Spaccio
Roma, "Narcos" con aereo privato: chi arrestano
Come nella serie televisiva Narcos la cocaina viaggiava a bordo di aerei privati. Un pilota che atterrava in un campo di volo privato nel comune di Nettuno in provincia di Roma, e una fitta rete di vedette e pusher italiani e albanesi, garantivano la sicurezza di rimanere impuniti, ai narcotrafficanti legati ai clan ’ndranghetisti dei Gallace, dei Madaffari e dei Perronace radicati da anni sul litorale romano. I tentacoli della malavita calabrese si erano estesi fino ai Castelli Romani, dove un gruppo di narcotrafficanti albanesi, con alcuni italiani gestivano le piazze di spaccio in alcuni paesi.
Ma ieri mattina 8 novembre, all’alba, i carabinieri del comando provinciale di Roma, con il supporto di quelli di Reggio Calabria hanno notificato dodici ordinanze di custodia cautelare, che hanno posto fine al business che andava avanti da anni.

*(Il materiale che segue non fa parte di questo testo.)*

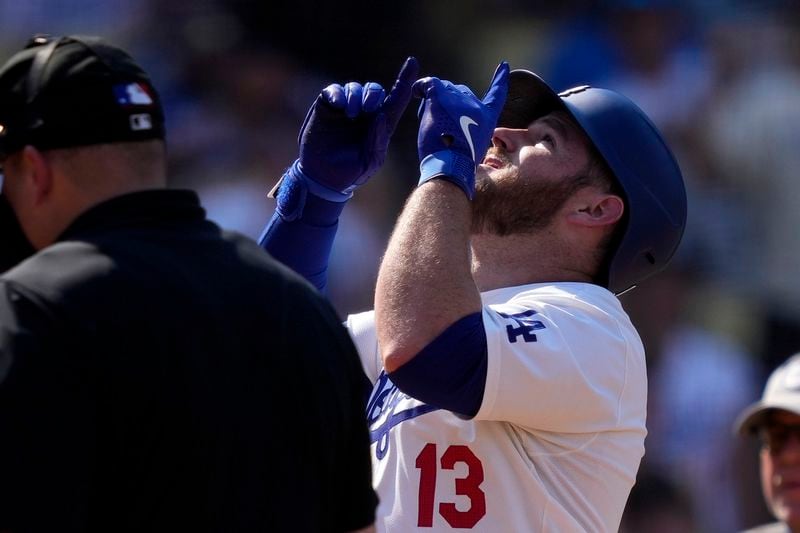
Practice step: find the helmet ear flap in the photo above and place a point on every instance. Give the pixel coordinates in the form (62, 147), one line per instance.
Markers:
(649, 176)
(637, 156)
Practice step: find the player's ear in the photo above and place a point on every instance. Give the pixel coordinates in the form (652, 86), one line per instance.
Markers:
(594, 209)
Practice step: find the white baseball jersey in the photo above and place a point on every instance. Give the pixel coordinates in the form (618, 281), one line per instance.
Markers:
(557, 441)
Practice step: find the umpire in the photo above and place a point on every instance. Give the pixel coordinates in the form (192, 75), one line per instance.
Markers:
(156, 372)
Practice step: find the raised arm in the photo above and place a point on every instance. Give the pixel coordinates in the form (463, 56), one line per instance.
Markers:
(343, 142)
(427, 306)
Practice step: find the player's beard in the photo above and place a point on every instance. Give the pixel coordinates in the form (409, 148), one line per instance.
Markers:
(515, 204)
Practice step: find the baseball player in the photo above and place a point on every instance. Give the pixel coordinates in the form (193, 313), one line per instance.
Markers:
(509, 386)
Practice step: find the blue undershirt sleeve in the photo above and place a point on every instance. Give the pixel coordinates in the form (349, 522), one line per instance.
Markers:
(304, 243)
(450, 372)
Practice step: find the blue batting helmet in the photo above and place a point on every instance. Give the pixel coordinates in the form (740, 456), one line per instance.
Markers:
(646, 170)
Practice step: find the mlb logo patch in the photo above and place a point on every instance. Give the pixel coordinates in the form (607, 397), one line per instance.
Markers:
(141, 121)
(128, 94)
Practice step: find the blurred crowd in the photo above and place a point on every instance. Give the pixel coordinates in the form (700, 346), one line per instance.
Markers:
(720, 78)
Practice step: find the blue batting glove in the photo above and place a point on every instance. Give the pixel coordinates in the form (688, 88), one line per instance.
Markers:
(456, 127)
(344, 140)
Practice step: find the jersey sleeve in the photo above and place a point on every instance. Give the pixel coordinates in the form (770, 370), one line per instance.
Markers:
(362, 330)
(562, 365)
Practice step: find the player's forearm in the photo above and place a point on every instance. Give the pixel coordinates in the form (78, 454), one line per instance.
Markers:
(305, 244)
(425, 282)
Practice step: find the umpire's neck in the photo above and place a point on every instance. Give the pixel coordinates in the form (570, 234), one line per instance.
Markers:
(49, 189)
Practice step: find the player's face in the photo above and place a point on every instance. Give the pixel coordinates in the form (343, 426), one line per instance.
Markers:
(528, 175)
(780, 466)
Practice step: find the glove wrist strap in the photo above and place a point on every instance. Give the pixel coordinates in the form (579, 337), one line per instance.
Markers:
(450, 166)
(292, 191)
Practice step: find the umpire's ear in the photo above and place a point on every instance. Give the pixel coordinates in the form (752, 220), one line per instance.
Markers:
(36, 169)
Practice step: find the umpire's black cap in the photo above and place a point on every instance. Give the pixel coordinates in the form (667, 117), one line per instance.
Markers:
(75, 91)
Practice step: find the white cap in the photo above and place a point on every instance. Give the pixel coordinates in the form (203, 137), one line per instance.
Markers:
(781, 392)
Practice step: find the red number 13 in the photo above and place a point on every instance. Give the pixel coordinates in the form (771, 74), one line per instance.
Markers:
(467, 486)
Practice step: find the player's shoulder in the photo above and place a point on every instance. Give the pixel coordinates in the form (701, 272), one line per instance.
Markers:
(562, 295)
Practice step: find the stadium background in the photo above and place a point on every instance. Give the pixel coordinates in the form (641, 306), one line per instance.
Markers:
(721, 78)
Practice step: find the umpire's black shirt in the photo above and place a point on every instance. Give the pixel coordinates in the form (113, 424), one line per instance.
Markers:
(159, 374)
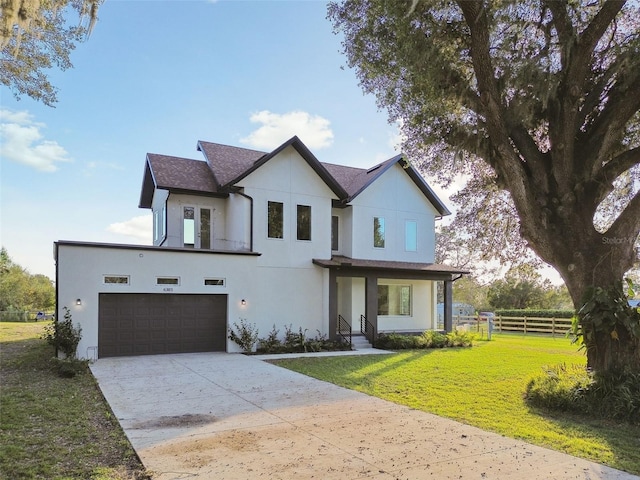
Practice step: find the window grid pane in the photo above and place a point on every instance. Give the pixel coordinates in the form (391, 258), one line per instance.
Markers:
(304, 222)
(378, 232)
(411, 236)
(275, 219)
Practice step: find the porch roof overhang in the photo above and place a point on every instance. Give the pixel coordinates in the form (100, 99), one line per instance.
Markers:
(385, 268)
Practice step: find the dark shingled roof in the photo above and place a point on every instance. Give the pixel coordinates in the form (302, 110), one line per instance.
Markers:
(338, 261)
(175, 174)
(226, 165)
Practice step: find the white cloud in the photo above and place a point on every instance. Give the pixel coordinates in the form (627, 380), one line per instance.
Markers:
(22, 142)
(277, 128)
(140, 228)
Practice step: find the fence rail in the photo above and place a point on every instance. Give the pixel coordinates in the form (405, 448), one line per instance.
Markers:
(24, 316)
(553, 325)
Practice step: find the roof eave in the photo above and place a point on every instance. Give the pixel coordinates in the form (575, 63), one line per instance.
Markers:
(305, 153)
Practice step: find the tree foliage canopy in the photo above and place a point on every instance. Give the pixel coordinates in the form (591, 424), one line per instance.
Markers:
(535, 102)
(34, 37)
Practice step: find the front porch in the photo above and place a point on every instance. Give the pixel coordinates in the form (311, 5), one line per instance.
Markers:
(386, 296)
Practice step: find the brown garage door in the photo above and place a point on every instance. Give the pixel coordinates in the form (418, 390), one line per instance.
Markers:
(148, 324)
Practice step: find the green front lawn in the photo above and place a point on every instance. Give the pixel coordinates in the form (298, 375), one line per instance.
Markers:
(53, 427)
(483, 386)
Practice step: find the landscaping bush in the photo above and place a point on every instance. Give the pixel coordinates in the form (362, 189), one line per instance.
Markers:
(298, 342)
(246, 337)
(63, 335)
(428, 339)
(614, 396)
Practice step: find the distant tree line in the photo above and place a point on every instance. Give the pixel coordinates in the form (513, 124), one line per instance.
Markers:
(520, 288)
(22, 291)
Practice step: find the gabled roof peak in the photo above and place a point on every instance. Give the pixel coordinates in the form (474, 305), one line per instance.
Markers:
(227, 165)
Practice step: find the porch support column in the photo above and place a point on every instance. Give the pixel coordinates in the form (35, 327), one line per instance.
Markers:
(371, 300)
(333, 305)
(448, 306)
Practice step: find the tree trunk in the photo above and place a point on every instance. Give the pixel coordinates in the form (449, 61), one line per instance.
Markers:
(590, 262)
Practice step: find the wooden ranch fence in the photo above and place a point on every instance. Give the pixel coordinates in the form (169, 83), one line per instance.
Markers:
(553, 326)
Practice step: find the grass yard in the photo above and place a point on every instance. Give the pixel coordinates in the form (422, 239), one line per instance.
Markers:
(53, 427)
(483, 386)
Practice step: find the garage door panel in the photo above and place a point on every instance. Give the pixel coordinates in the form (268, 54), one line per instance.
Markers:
(146, 324)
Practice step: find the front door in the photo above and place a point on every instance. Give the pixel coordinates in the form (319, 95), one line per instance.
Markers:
(197, 227)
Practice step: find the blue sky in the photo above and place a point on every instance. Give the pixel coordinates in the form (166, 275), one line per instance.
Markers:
(157, 76)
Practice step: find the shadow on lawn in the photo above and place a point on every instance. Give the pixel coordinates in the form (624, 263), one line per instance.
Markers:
(622, 438)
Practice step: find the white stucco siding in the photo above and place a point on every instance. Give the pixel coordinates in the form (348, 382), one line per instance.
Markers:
(422, 308)
(288, 178)
(273, 295)
(237, 224)
(397, 199)
(345, 231)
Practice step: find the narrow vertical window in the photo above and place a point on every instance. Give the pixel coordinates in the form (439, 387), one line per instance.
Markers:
(156, 226)
(334, 233)
(378, 232)
(205, 228)
(163, 220)
(275, 219)
(304, 222)
(411, 236)
(189, 227)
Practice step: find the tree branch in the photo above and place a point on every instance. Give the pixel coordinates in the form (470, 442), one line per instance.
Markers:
(605, 133)
(627, 225)
(508, 166)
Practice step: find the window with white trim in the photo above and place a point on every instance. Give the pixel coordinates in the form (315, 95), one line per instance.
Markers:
(378, 232)
(411, 236)
(115, 279)
(303, 222)
(394, 300)
(275, 219)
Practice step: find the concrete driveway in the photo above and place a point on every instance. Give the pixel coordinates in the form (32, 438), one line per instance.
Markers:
(231, 416)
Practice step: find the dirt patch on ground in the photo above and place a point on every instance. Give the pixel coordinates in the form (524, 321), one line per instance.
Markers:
(196, 453)
(177, 421)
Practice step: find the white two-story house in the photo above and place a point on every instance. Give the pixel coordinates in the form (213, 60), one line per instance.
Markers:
(275, 238)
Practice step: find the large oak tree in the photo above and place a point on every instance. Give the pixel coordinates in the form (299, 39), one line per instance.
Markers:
(538, 102)
(36, 35)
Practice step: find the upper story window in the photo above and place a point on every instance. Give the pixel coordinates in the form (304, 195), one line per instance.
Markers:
(159, 225)
(189, 227)
(378, 232)
(196, 227)
(411, 236)
(304, 222)
(275, 219)
(116, 279)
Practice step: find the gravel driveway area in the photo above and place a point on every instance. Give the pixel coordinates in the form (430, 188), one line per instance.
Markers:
(231, 416)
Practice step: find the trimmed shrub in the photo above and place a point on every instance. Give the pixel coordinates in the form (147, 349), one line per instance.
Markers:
(62, 335)
(247, 335)
(298, 342)
(428, 339)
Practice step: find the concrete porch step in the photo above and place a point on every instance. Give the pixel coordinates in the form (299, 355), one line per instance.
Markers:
(359, 342)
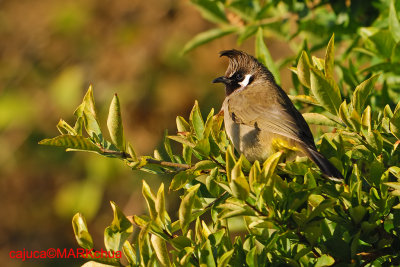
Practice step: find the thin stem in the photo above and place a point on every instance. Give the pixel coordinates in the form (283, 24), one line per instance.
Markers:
(255, 209)
(169, 164)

L’inchiesta, coordinata dalla direzione distrettuale antimafia Capitolina, denominata "Pilot", è nata dopo alcune intercettazioni telefoniche dell’indagine "Tritone", condotta dai carabinieri del nucleo investigativo di Roma e che, nel febbraio 2022, aveva smantellato una locale di ’ndrangheta nei comuni di Anzio e Nettuno, dedita oltre che al traffico di sostanze stupefacenti anche al condizionamento della vita politica locale, tanto da portare allo scioglimento per mafia dei comuni di Anzio e Nettuno, e al controllo delle attività economiche e degli affidamenti degli appalti locali. Infatti, durante le indagini era stato accertato che uno degli ’ndranghetisti, in grado di importare ingenti carichi di cocaina dal Sud America, aveva espanso le proprie attività di vendita della coca dai comuni di Anzio e Nettuno ai comuni di Rocca di Papa e Grottaferrata intrecciando qui i propri affari con quelli del sodalizio già esistente che operava ai Castelli.

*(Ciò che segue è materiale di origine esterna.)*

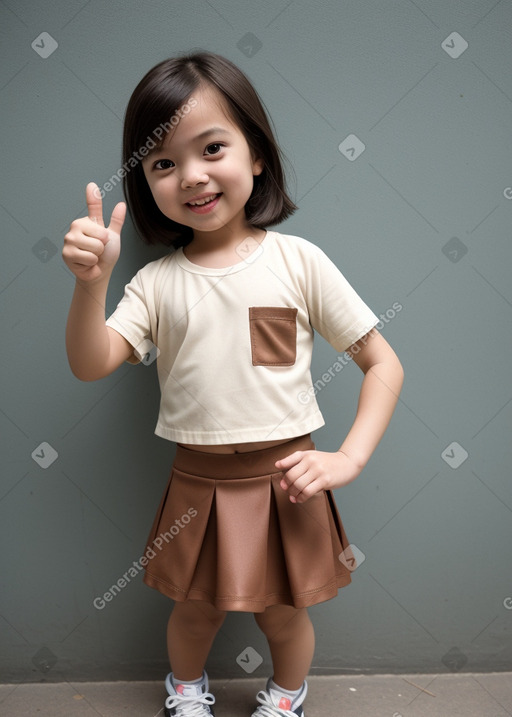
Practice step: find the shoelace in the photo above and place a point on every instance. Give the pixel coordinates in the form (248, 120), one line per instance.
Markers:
(190, 706)
(268, 709)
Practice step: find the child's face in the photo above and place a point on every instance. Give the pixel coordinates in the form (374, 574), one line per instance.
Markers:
(205, 154)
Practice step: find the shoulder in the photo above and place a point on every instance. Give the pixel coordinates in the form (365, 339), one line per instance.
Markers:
(154, 269)
(292, 244)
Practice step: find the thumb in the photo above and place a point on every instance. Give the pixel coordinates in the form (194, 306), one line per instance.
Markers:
(117, 218)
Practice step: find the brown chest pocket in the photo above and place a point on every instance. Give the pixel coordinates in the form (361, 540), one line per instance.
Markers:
(273, 332)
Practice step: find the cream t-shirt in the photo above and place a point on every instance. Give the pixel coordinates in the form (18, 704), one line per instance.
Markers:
(234, 345)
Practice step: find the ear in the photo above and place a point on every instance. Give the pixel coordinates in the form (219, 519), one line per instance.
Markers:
(257, 167)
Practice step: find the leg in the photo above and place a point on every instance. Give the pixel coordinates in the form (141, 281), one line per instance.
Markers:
(291, 639)
(190, 633)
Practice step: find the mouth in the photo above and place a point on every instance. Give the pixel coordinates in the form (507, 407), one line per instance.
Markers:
(205, 204)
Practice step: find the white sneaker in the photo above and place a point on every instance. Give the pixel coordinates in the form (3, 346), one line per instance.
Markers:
(188, 700)
(274, 703)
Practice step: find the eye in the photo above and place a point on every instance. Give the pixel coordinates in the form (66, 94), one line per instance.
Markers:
(164, 164)
(216, 148)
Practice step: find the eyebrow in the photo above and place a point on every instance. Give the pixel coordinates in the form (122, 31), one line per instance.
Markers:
(202, 135)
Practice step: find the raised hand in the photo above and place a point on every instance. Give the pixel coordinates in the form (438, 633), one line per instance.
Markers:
(91, 250)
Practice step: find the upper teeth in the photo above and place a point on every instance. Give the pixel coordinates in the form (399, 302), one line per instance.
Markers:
(198, 202)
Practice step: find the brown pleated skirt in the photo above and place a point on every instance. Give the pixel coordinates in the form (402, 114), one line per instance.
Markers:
(226, 533)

Le indagini, condotte dai Carabinieri di Via In Selci, nel periodo compreso tra il mese di luglio 2019 e il mese di settembre 2020 con l’ausilio di intercettazioni telefoniche, ambientali e servizi di osservazione, hanno consentito di ricostruire numerose cessioni di cocaina, e di effettuare sei arresti in flagranza di reato come riscontro degli elementi acquisiti. I carabinieri hanno scoperto che per eludere le investigazioni i pusher utilizzavano smartphone criptati, macchine a noleggio, che sostituivano periodicamente per evitare l’ installazione di microspie.
Ricevimenti lussuosi venivano organizzati dagli indagati per festeggiare l’arrivo di carichi di droga e la liberazione degli arrestati. I lucrosi ricavi delle attività di spaccio venivano reinvestiti per l’acquisto di ulteriori partite di cocaina, per il sostegno economico delle famiglie e dei sodali detenuti, che spesso venivano convinti ad assumersi la paternità dello stupefacente ritrovato durante le perquisizioni, nonché nell’acquisto di locali pubblici nella Capitale.